В другом своем фельетоне – «Без пощады» – поэт высмеивал патриотизм прошлых времен – «от Гомера и философа Платона до историка Карамзина и от историка Карамзина до вредителя Рамзина». В своем антипатриотическом запале Бедный предлагал... убрать с Красной площади памятник Минину и Пожарскому. Дословно это выглядело так:

Минин стоит раскорякойПеред дворянским кривлякой,Голоштанным воякой,Подряжая вояку на роль палача...

6 декабря 1930 года эти фельетоны были вынесены на обсуждение Секретариата ЦК ВКП (б). В тот же день свет увидело постановление, где эти стихотворные вирши известного поэта решительно осуждались. В постановлении говорилось, что за последнее время в фельетонах Д. Бедного стали появляться фальшивые нотки, выразившиеся в огульном охаивании «России» и «русского»; в объявлении «лени» и «сидения на печке» чуть ли не национальной чертой русских; в непонимании того, что нынешнюю Россию представляет ее господствующий класс, рабочий класс и прежде всего русский рабочий класс, самый активный и самый революционный отряд мирового рабочего класса, причем попытка огульно применить к нему эпитеты «лентяй», «любитель сидения на печке» не может не отдавать грубой фальшью.

Тогда же Сталин в своем письме Д. Бедному (в ответ на его покаянное письмо) отметил, что пролетарский поэт не должен «возглашать на весь мир, что Россия в прошлом представляла сосуд мерзости и запустения, что „лень“ и стремление „сидеть на печке“ является чуть ли не национальной чертой русских вообще, а значит – и русских рабочих, которые, проделав Октябрьскую революцию, конечно, не перестали быть русскими». «Нет, высокочтимый т. Демьян, – писал Сталин поэту, – это не большевистская критика, а клевета на наш народ, развенчание СССР, развенчание пролетариата СССР, развенчание русского пролетариата...».
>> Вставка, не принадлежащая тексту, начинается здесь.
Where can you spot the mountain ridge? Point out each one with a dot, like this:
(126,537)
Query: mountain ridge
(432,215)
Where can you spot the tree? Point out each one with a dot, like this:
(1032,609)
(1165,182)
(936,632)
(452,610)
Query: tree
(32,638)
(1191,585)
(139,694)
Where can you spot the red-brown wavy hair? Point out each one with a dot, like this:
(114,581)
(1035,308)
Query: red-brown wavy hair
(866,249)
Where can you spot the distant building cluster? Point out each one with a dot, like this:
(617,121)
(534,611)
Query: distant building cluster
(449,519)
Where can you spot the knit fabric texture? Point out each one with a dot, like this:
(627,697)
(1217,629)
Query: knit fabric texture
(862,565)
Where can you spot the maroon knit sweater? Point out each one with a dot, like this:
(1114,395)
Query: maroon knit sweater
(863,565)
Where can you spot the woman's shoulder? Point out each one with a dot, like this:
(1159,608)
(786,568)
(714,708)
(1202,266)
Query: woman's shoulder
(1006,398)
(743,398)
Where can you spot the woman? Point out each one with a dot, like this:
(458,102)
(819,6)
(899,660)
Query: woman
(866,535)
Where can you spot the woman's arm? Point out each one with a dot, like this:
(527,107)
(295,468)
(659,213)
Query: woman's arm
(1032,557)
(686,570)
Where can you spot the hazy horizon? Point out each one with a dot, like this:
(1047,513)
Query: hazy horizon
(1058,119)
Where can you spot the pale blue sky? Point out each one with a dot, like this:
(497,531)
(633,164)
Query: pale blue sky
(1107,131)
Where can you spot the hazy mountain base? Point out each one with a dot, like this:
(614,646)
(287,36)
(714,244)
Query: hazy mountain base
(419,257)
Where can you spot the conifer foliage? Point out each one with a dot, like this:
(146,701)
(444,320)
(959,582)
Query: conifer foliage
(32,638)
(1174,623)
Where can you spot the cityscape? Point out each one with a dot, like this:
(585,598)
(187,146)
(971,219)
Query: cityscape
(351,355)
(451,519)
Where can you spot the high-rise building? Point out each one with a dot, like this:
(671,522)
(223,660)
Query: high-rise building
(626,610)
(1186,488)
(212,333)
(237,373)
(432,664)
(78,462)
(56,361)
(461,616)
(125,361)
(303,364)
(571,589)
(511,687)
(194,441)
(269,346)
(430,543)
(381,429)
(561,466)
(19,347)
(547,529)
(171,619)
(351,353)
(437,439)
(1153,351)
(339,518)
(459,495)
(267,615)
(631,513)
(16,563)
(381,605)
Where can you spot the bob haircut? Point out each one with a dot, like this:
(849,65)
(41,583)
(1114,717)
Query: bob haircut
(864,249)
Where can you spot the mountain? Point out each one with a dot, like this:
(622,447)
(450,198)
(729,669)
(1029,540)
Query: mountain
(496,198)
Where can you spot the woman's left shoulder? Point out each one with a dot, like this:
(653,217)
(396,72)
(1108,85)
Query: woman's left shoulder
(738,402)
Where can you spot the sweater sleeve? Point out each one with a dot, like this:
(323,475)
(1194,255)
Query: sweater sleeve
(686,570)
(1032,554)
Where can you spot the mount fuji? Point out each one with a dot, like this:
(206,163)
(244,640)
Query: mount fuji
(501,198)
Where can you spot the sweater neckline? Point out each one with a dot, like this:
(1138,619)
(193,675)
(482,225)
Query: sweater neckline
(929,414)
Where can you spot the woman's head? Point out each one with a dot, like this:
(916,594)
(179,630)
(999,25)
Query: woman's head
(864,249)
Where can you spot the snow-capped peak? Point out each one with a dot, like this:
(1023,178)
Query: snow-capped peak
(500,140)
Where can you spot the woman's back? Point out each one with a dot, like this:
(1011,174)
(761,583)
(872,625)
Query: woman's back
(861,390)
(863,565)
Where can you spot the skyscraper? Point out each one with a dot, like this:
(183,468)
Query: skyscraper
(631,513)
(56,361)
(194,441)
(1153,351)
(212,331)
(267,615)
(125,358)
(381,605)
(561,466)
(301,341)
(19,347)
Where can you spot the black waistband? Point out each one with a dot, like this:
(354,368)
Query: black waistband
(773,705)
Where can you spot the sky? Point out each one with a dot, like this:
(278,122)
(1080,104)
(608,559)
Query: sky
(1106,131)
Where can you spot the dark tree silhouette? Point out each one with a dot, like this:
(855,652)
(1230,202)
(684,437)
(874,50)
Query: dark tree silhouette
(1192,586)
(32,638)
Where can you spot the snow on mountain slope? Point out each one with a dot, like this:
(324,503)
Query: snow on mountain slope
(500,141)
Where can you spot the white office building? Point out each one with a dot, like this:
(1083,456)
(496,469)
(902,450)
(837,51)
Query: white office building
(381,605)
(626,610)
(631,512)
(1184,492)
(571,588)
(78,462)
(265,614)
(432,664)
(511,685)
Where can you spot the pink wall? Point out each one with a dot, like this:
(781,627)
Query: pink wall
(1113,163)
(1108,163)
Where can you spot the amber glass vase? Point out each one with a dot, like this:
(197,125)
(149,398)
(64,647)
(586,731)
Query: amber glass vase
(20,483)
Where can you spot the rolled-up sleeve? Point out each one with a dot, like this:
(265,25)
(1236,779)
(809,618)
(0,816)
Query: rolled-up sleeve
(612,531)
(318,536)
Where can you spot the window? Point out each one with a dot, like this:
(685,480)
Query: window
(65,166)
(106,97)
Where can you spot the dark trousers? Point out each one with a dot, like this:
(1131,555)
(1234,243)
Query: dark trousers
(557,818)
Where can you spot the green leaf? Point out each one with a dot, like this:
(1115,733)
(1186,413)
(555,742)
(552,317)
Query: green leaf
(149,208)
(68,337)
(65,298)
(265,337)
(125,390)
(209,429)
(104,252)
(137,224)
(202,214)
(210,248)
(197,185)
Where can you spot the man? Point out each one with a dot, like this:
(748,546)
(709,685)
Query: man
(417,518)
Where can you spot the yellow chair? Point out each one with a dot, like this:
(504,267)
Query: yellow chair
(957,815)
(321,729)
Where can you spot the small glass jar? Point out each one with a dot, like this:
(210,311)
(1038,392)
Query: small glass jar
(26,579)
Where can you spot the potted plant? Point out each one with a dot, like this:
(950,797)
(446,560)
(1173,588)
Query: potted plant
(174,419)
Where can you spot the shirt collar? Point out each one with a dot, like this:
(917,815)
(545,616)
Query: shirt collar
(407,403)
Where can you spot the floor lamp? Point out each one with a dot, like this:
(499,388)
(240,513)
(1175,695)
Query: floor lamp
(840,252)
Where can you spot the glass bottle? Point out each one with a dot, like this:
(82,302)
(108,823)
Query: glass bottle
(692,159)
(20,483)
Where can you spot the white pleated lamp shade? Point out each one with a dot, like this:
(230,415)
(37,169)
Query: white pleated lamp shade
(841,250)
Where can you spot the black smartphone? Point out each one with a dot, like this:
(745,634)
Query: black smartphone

Казалось бы, этот публичный спор должен был показать обществу, какая политика отныне станет доминирующей – патриотическая. Однако этого не произошло. И в течение последующих трех лет противниками этой политики было совершено немало действий, направленных против русской истории и культуры. Вот как об этом пишет историк А. Вдовин:

«Историки школы М. Покровского (именно по его учебнику советские дети учили историю России. – Ф. Р.) упраздняли определение «отечественная» из названия войны 1812 года. «Отечественная» война, писала М. В. Нечкина в начале 30-х годов, это «русское националистическое название войны». В переводе с «националистического» в данном случае оказывалось, что никакого нашествия Наполеона на Россию не было – «войну затеяли русские помещики». Поражение французской армии объявлялось случайностью, и с сожалением отмечалось, что «грандиозность задуманного Наполеоном плана превосходила возможности того времени». Никакого подъема патриотического духа в России, естественно, не обнаруживалось, просто «вооруженные чем попало крестьяне» защищали от французов свое имущество... При таком изображении русской истории герои «грозы 12-го года» (М. И. Кутузов, П. И. Багратион, атаман М. И. Платов), как и подлинные патриоты – участники других войн (генерал М. Д. Скобелев, адмирал П. С. Нахимов), не должны были заслуживать у «настоящих советских патриотов» доброй памяти. Ну а о гордости за принадлежность вместе с ними к одной и той же нации не могло быть и речи. Из «двух наций в одной нации» эти герои принадлежали как раз к той, которая подлежала уничтожению и забвению.